Exit West

By Mohsin Hamid
Riverhead Books, @2017, 231 pages

Book cover of Exit West

Mohsin Hamid is one of my favorite authors. This is because he is so adept at casting the spell, transporting me straight into his story and keeping me there. I found this out first with his book The Reluctant Fundamentalist.

I believe Exit West is a book that every high school student in the U.S. should read. It’s a book about two university students, a man and a woman, who come together as a couple as their society unravels. In their quest to survive, they find they must flee their home and “Exit West.”

Hamid employs the use of magical realism to skip over the mundane details of what it might take to go West, inventing the concept of magical doors that transport people instantly to other locales. I’m a big fan of magical realism, so my attention narrows whenever I see it. Hamid doesn’t overdo it but instead uses it just enough to increase the intrigue of his novel.

Hamid is from Pakistan, and I find that interesting as I am becoming more and more enthralled with their neighbor to the south, India.

I find myself painfully wanting the the couple in the novel to stay together, to fully love. But it is not to be. Instead, as they exit from their country, they also exit from each other. Hamid gracefully describes the disintegration of their relationship.

“Saeed and Nadia were loyal, and whatever name they gave their bond they each in their own way believed it required them to protect the other, and so neither talked much of drifting apart, not wanting to inflict a fear of abandonment, while also themselves quietly feeling that fear, the fear of the severing of their tie, the end of the world they had built together, a world of shared experiences in which no one else would share, a shared intimate language that was unique to them, and a sense that what they might break was special and likely irreplaceable.”

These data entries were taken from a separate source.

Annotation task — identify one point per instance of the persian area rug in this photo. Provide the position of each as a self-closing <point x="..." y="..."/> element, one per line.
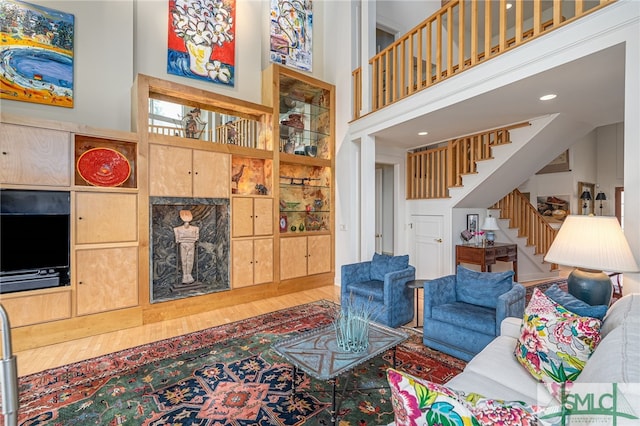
<point x="225" y="375"/>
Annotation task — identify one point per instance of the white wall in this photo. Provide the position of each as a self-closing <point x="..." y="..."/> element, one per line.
<point x="115" y="40"/>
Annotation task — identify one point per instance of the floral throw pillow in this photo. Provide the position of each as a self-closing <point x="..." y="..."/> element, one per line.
<point x="555" y="343"/>
<point x="421" y="402"/>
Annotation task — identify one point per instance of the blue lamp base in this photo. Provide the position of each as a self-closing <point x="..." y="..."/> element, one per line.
<point x="592" y="287"/>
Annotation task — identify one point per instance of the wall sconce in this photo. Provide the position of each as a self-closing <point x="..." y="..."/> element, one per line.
<point x="601" y="197"/>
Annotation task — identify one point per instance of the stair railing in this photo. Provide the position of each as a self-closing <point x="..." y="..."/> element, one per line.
<point x="525" y="217"/>
<point x="431" y="171"/>
<point x="462" y="34"/>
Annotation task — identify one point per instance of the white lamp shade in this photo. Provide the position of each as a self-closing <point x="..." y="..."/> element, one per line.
<point x="490" y="224"/>
<point x="592" y="242"/>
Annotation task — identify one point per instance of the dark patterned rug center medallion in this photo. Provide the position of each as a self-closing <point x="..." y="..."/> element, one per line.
<point x="225" y="375"/>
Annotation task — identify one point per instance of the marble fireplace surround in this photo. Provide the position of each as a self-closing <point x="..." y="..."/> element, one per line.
<point x="211" y="258"/>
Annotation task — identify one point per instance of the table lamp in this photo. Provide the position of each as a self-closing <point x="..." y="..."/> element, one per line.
<point x="591" y="244"/>
<point x="490" y="224"/>
<point x="601" y="197"/>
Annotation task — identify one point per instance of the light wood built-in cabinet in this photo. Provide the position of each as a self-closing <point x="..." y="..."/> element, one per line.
<point x="252" y="262"/>
<point x="106" y="217"/>
<point x="264" y="163"/>
<point x="107" y="279"/>
<point x="304" y="127"/>
<point x="307" y="255"/>
<point x="34" y="156"/>
<point x="39" y="155"/>
<point x="251" y="216"/>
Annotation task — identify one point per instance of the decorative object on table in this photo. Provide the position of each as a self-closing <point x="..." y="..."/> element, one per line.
<point x="235" y="179"/>
<point x="587" y="193"/>
<point x="466" y="236"/>
<point x="490" y="225"/>
<point x="601" y="197"/>
<point x="201" y="40"/>
<point x="472" y="222"/>
<point x="553" y="208"/>
<point x="290" y="35"/>
<point x="591" y="244"/>
<point x="352" y="326"/>
<point x="478" y="235"/>
<point x="37" y="50"/>
<point x="193" y="125"/>
<point x="103" y="167"/>
<point x="261" y="189"/>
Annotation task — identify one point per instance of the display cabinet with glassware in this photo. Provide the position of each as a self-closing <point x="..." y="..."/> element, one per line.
<point x="304" y="126"/>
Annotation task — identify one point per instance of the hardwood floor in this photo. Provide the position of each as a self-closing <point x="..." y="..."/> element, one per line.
<point x="39" y="359"/>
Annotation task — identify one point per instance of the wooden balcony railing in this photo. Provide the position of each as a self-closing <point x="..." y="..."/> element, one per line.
<point x="433" y="170"/>
<point x="462" y="34"/>
<point x="530" y="223"/>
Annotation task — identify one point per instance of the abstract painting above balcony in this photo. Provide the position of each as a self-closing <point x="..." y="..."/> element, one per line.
<point x="201" y="41"/>
<point x="36" y="54"/>
<point x="290" y="34"/>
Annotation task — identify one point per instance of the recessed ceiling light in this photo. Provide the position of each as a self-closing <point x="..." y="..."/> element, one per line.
<point x="548" y="97"/>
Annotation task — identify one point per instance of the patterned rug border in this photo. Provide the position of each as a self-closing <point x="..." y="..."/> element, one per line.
<point x="104" y="365"/>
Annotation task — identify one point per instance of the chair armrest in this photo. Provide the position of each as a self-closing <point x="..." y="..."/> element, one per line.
<point x="353" y="273"/>
<point x="438" y="292"/>
<point x="510" y="304"/>
<point x="395" y="284"/>
<point x="510" y="326"/>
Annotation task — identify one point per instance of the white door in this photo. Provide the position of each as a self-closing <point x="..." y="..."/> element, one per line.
<point x="428" y="248"/>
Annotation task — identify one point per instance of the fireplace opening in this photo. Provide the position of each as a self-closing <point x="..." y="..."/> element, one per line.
<point x="34" y="239"/>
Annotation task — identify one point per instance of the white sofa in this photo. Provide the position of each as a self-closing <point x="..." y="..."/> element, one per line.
<point x="495" y="372"/>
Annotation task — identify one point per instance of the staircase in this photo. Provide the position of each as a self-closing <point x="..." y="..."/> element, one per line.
<point x="432" y="173"/>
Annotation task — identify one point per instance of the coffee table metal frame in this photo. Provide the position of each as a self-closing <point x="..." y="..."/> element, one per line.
<point x="316" y="353"/>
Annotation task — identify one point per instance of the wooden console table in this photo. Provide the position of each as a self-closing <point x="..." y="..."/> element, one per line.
<point x="485" y="256"/>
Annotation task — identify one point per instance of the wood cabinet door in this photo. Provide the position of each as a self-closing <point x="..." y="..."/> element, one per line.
<point x="107" y="279"/>
<point x="241" y="263"/>
<point x="263" y="260"/>
<point x="106" y="217"/>
<point x="170" y="171"/>
<point x="293" y="257"/>
<point x="211" y="174"/>
<point x="241" y="217"/>
<point x="319" y="254"/>
<point x="263" y="216"/>
<point x="33" y="156"/>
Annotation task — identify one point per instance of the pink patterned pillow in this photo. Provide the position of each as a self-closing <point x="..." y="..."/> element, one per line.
<point x="555" y="343"/>
<point x="421" y="402"/>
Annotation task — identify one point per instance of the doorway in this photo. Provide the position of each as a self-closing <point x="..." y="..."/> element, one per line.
<point x="384" y="209"/>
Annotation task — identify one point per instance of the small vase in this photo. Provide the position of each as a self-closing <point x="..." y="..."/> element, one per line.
<point x="199" y="55"/>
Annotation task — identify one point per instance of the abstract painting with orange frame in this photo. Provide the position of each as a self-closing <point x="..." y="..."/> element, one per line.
<point x="36" y="54"/>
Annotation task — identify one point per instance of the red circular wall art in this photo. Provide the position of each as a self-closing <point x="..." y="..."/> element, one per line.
<point x="104" y="167"/>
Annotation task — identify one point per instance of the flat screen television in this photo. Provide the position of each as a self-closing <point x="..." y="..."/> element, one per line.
<point x="34" y="239"/>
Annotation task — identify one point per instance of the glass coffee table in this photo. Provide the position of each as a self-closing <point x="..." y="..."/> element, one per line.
<point x="317" y="354"/>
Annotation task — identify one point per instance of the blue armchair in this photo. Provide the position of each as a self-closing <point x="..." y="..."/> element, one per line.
<point x="463" y="312"/>
<point x="382" y="284"/>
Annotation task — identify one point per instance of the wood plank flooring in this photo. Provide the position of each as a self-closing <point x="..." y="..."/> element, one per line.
<point x="39" y="359"/>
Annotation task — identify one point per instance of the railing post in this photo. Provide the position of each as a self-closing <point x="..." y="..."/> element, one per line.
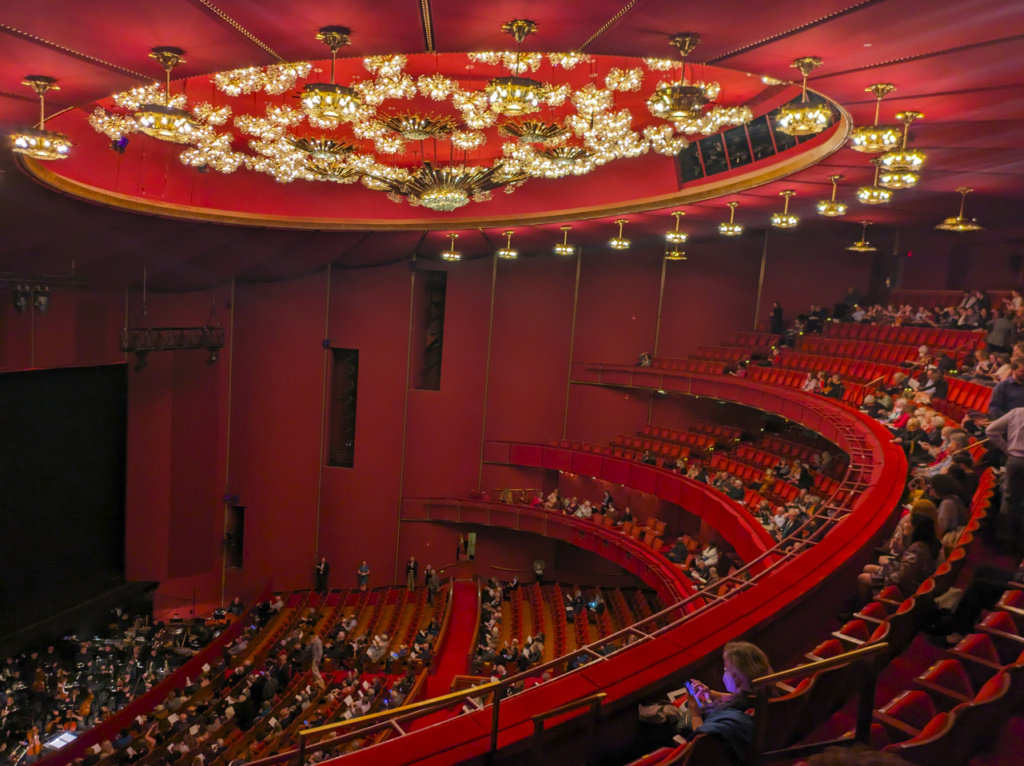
<point x="865" y="706"/>
<point x="495" y="712"/>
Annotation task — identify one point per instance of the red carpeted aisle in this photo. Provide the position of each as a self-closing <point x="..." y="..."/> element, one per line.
<point x="461" y="634"/>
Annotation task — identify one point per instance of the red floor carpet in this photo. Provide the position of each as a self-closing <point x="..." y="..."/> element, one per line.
<point x="461" y="633"/>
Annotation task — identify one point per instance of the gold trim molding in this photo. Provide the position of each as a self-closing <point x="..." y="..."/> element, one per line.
<point x="800" y="161"/>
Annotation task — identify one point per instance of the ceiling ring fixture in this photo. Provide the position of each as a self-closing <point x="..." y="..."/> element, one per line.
<point x="329" y="103"/>
<point x="862" y="245"/>
<point x="514" y="95"/>
<point x="806" y="118"/>
<point x="620" y="243"/>
<point x="904" y="160"/>
<point x="452" y="254"/>
<point x="872" y="139"/>
<point x="785" y="219"/>
<point x="958" y="222"/>
<point x="163" y="121"/>
<point x="832" y="208"/>
<point x="731" y="228"/>
<point x="39" y="142"/>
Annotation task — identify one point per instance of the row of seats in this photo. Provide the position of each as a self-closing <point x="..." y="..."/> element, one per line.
<point x="932" y="298"/>
<point x="860" y="349"/>
<point x="689" y="366"/>
<point x="913" y="336"/>
<point x="752" y="340"/>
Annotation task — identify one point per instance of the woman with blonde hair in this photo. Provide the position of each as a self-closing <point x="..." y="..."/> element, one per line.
<point x="724" y="715"/>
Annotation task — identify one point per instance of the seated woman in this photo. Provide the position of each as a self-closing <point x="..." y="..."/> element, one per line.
<point x="724" y="716"/>
<point x="915" y="564"/>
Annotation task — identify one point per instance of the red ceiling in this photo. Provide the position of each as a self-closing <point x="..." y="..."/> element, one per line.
<point x="958" y="62"/>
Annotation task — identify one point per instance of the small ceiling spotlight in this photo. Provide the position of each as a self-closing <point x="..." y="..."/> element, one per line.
<point x="676" y="237"/>
<point x="832" y="208"/>
<point x="620" y="243"/>
<point x="507" y="251"/>
<point x="563" y="248"/>
<point x="41" y="298"/>
<point x="452" y="254"/>
<point x="731" y="228"/>
<point x="785" y="219"/>
<point x="22" y="298"/>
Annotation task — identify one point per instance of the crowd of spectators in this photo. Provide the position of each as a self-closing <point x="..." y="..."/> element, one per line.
<point x="79" y="681"/>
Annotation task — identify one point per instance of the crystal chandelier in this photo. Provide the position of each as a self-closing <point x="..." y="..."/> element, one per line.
<point x="898" y="178"/>
<point x="452" y="254"/>
<point x="162" y="121"/>
<point x="514" y="95"/>
<point x="862" y="245"/>
<point x="904" y="159"/>
<point x="676" y="237"/>
<point x="620" y="243"/>
<point x="873" y="195"/>
<point x="563" y="248"/>
<point x="784" y="219"/>
<point x="532" y="131"/>
<point x="327" y="103"/>
<point x="875" y="138"/>
<point x="418" y="128"/>
<point x="38" y="142"/>
<point x="731" y="228"/>
<point x="507" y="251"/>
<point x="958" y="222"/>
<point x="806" y="118"/>
<point x="683" y="102"/>
<point x="832" y="208"/>
<point x="445" y="188"/>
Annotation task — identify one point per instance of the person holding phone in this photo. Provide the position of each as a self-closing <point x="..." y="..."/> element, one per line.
<point x="727" y="715"/>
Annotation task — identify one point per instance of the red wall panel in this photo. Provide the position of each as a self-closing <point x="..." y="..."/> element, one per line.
<point x="369" y="311"/>
<point x="276" y="403"/>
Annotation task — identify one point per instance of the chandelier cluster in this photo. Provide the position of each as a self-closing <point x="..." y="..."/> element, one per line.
<point x="345" y="131"/>
<point x="38" y="142"/>
<point x="683" y="103"/>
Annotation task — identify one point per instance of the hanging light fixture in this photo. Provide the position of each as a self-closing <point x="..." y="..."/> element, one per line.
<point x="563" y="248"/>
<point x="873" y="195"/>
<point x="330" y="103"/>
<point x="684" y="102"/>
<point x="806" y="118"/>
<point x="862" y="245"/>
<point x="904" y="159"/>
<point x="958" y="222"/>
<point x="162" y="121"/>
<point x="731" y="228"/>
<point x="620" y="243"/>
<point x="508" y="251"/>
<point x="875" y="138"/>
<point x="785" y="219"/>
<point x="514" y="95"/>
<point x="534" y="131"/>
<point x="676" y="237"/>
<point x="452" y="254"/>
<point x="898" y="178"/>
<point x="832" y="208"/>
<point x="38" y="142"/>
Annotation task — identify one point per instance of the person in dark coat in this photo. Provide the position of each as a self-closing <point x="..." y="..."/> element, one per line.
<point x="775" y="324"/>
<point x="323" y="569"/>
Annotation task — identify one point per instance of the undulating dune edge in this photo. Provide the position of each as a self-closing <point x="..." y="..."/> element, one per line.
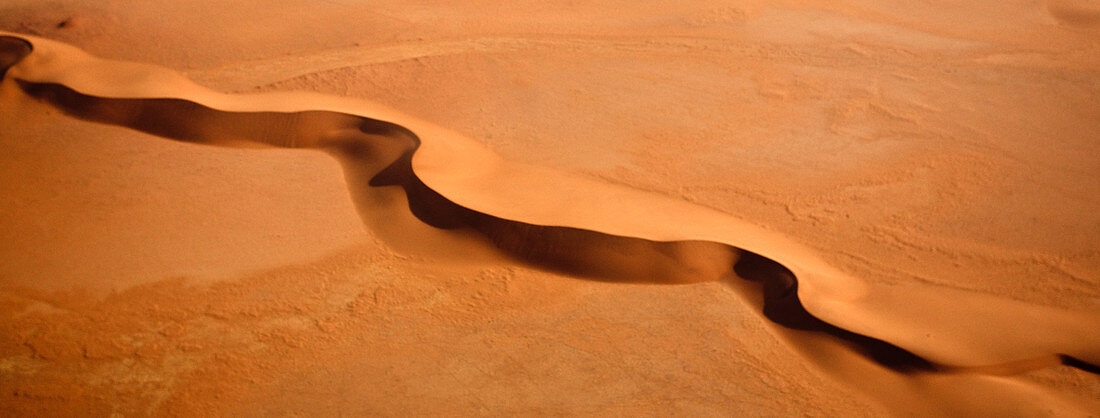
<point x="948" y="340"/>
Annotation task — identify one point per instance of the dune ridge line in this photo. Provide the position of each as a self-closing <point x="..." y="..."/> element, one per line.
<point x="624" y="235"/>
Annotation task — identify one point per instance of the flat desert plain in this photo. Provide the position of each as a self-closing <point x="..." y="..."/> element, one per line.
<point x="548" y="208"/>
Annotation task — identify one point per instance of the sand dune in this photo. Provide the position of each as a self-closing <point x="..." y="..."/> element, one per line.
<point x="426" y="190"/>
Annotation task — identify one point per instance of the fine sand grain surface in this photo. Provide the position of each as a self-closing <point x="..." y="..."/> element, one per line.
<point x="824" y="208"/>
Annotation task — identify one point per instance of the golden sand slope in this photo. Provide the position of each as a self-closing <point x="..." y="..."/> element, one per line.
<point x="605" y="232"/>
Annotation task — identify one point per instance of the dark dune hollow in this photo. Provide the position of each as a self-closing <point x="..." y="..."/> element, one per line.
<point x="376" y="156"/>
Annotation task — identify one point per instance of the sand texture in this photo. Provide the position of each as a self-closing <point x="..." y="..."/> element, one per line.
<point x="763" y="208"/>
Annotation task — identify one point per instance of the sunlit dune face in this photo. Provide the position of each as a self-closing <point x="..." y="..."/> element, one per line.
<point x="383" y="208"/>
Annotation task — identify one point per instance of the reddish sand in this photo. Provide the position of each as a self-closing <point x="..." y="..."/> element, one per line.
<point x="755" y="208"/>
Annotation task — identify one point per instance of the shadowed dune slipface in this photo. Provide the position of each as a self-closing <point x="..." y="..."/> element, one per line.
<point x="382" y="153"/>
<point x="378" y="161"/>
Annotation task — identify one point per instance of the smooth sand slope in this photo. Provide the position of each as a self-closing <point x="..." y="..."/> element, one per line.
<point x="420" y="201"/>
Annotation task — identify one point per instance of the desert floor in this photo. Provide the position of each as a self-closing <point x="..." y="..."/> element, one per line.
<point x="762" y="208"/>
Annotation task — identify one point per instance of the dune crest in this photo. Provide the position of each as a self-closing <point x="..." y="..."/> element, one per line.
<point x="568" y="223"/>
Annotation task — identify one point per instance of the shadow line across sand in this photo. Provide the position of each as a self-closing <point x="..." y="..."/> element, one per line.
<point x="376" y="156"/>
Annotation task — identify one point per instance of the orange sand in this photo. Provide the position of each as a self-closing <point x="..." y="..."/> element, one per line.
<point x="760" y="208"/>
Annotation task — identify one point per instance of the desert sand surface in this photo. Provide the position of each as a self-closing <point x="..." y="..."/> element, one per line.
<point x="594" y="208"/>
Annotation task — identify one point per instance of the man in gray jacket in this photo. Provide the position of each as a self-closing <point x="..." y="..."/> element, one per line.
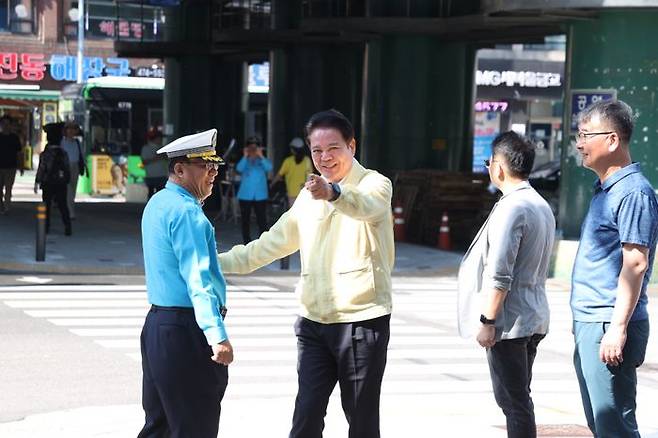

The words “likely irreplaceable” echo in my mind. Hamid touches on something deep, true, and wrapped with pain when it comes to relationships.

One question lingers for me as I finish this novel. Can women possibly have it all these days? —The man who cares and the man who is strong, and who is even strong enough to let his woman be herself, and allow her to claim that power that is the birthright of every human being, that of independent thought and action.